Didirri (yes, that’s his real name) emerged in 2017 with two singles, Blind You and Jude. On the back of those, he went on to sell out two headline tours and support the likes of Tash Sultana, The Jezabels and The Temper Trap that year.
In 2018 he released a few more tracks to form his first EP, Measurements; a folk-rock fusion with soulful lyrics that both caress and carve a heart in half. Usually there’s only so many times you can listen to a 22-minute EP, but that’s not the case with Didirri. His songs either melt into your mind or tug at a new nerve, depending on what you need them for. Often described as ‘simultaneously heartbreaking and healing,’ Didirri is a storyteller; an artist that’s made for intimate live performances.
And his set last Saturday on Lion Arts Factory’s smaller stage was exactly that. Alongside Stellie, Didirri and his touring partner Ro brought their last Tea Stains show to a longing Adelaide crowd.
Tea Stains was written by the two Melbourne artists some eighteen months ago – just days after his Blind You release – with nothing more than ‘a pedestal fan, a beat-up bass, and some empty cups of tea.’ It’s a feel-good play on the classic ‘best-friends accidentally falling for each other story,’ while also hinting at anticipation and uncovered truths.
In one of Didirri’s many between-song reflections, he said ‘There’s a lot of different ways to describe pain … but not a lot of ways to describe happiness.’ But when Ro joined Didirri on stage to sing their collab, it hit every note, every one of those complex emotions in that all too familiar story.

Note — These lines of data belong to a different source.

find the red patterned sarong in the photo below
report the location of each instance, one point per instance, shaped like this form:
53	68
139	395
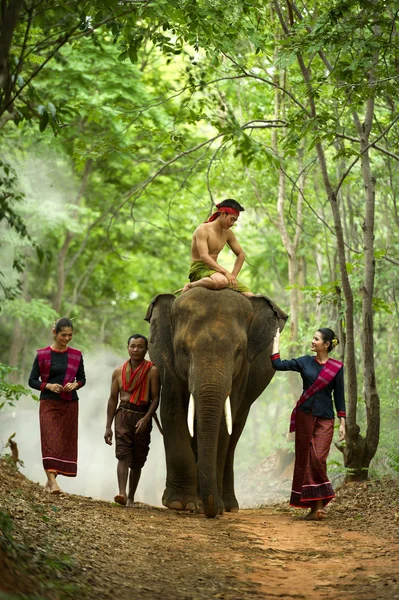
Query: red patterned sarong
59	436
313	439
136	382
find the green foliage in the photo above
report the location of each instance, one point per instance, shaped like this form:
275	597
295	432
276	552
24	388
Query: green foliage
10	392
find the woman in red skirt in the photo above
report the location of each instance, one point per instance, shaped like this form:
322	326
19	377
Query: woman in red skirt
313	420
58	372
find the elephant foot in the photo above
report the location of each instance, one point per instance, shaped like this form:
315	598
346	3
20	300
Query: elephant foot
179	503
231	505
201	510
231	509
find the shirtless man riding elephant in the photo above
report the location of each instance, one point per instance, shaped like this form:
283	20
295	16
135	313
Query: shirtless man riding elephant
208	241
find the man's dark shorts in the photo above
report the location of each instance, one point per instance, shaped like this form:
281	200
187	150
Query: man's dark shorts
128	443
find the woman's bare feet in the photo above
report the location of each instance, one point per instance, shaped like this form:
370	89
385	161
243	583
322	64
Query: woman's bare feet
52	486
120	499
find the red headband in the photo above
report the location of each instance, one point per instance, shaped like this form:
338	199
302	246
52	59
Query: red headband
231	211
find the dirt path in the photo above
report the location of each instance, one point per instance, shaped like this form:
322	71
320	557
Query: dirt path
83	548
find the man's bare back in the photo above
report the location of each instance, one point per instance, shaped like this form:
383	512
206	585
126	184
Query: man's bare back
215	240
208	241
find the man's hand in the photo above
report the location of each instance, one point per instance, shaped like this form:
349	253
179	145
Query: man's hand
231	279
342	431
141	425
69	387
55	387
108	436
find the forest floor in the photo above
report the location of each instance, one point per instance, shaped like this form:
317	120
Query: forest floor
68	546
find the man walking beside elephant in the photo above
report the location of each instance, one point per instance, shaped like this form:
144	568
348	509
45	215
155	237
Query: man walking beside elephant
208	241
136	383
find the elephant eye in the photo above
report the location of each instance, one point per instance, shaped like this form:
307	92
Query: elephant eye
239	350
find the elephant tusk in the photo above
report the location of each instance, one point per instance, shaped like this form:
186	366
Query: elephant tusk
190	415
227	414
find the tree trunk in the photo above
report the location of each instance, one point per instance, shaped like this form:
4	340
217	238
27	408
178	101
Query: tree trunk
370	393
61	270
9	17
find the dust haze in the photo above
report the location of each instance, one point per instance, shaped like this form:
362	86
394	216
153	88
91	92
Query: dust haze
97	463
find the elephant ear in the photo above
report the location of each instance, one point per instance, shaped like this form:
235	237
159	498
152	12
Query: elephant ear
266	318
159	315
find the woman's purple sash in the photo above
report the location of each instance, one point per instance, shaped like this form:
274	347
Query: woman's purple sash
327	374
44	359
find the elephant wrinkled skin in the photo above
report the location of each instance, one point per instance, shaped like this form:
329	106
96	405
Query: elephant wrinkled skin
211	344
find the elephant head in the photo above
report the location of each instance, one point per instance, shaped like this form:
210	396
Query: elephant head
203	344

I think they can describe happiness, and all the rest of it, better than most.
Ro later wrote on Instagram something about the gig’s atmosphere:
‘When I got onstage I felt electric … The guitar jangled and the microphone soaked up every breath. It was like standing on the table at someone’s private party. Throughout the set, I felt a surge of gratitude towards the crowd. I also felt a surge of ‘you’re welcome’, lacing every lyric I sang at them. It was a constant give and take, and so much fun.’

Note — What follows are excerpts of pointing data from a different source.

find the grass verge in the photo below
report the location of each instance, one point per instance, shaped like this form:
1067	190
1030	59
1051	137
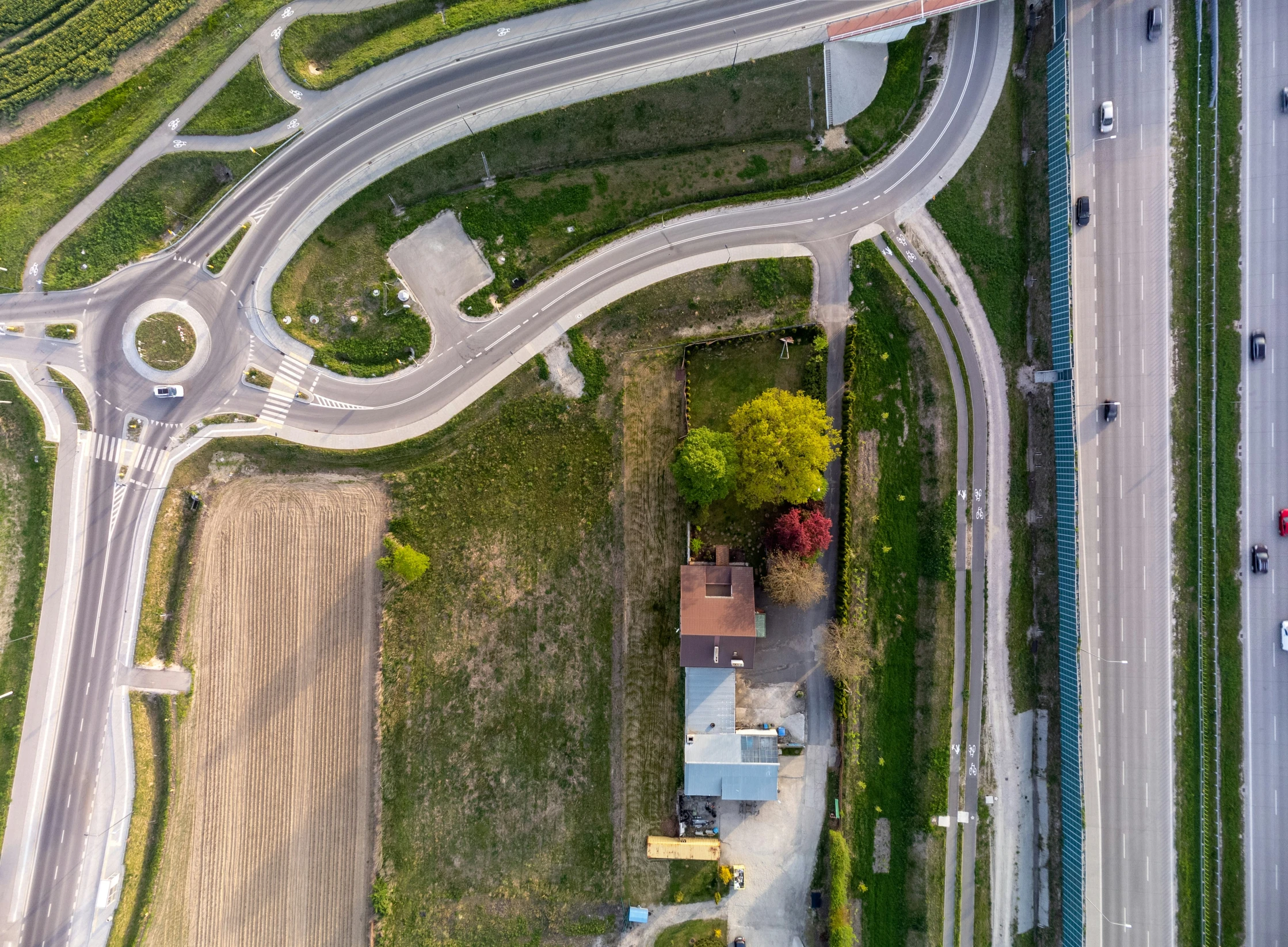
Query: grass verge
898	593
1206	200
165	340
26	486
321	52
44	174
151	210
75	398
215	264
693	934
153	716
247	104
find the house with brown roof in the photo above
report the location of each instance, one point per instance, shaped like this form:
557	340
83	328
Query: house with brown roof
718	614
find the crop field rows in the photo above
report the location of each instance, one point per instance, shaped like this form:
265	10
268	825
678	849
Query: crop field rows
272	831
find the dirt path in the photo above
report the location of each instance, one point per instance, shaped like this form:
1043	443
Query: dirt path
271	838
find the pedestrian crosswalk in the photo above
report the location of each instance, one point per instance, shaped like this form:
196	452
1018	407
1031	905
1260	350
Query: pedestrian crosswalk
281	394
116	450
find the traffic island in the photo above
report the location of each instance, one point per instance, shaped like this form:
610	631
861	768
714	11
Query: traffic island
165	340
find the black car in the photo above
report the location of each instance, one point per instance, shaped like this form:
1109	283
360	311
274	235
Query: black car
1257	347
1260	558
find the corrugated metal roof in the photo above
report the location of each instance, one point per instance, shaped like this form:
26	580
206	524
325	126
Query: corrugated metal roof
709	700
744	781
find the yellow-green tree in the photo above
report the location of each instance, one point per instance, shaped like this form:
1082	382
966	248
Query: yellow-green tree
785	442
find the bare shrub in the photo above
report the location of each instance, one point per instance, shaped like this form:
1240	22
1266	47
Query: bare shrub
794	581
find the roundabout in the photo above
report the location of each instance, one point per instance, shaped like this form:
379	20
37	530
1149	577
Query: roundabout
166	340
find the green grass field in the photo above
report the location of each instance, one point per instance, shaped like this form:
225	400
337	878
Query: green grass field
247	104
597	168
44	174
45	45
905	90
994	214
321	52
26	485
897	721
155	207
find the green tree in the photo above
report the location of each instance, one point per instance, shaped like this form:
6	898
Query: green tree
402	560
706	467
785	442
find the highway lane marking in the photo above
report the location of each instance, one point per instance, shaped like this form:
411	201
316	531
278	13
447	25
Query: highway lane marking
948	124
502	338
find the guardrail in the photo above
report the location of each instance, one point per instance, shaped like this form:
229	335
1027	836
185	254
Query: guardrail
1059	197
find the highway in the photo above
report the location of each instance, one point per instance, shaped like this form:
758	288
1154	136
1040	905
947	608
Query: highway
1121	332
1265	256
61	865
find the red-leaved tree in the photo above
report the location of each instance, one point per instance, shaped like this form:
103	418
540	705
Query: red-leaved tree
804	533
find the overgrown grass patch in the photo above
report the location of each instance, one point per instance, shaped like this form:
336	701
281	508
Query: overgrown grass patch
44	174
74	397
321	52
151	210
895	719
165	340
903	90
246	104
26	485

And it really did feel like Ro and Didirri were within arm’s reach, even though I was nowhere near the front of the crowd. Maybe it was the way their voices carried throughout Lion Arts’ small but cavernous bar-side stage. Maybe it was the way everyone silently swayed to the music, captivated, mouthing the lyrics a little but feeling them a lot. Maybe it was the soft sound of rain on the roof at the end of each song.
Of course, Didirri ended the night with I Can’t Get Last Night Out Of My Head. Now a week later, I can’t get that song, or that night, out of my head.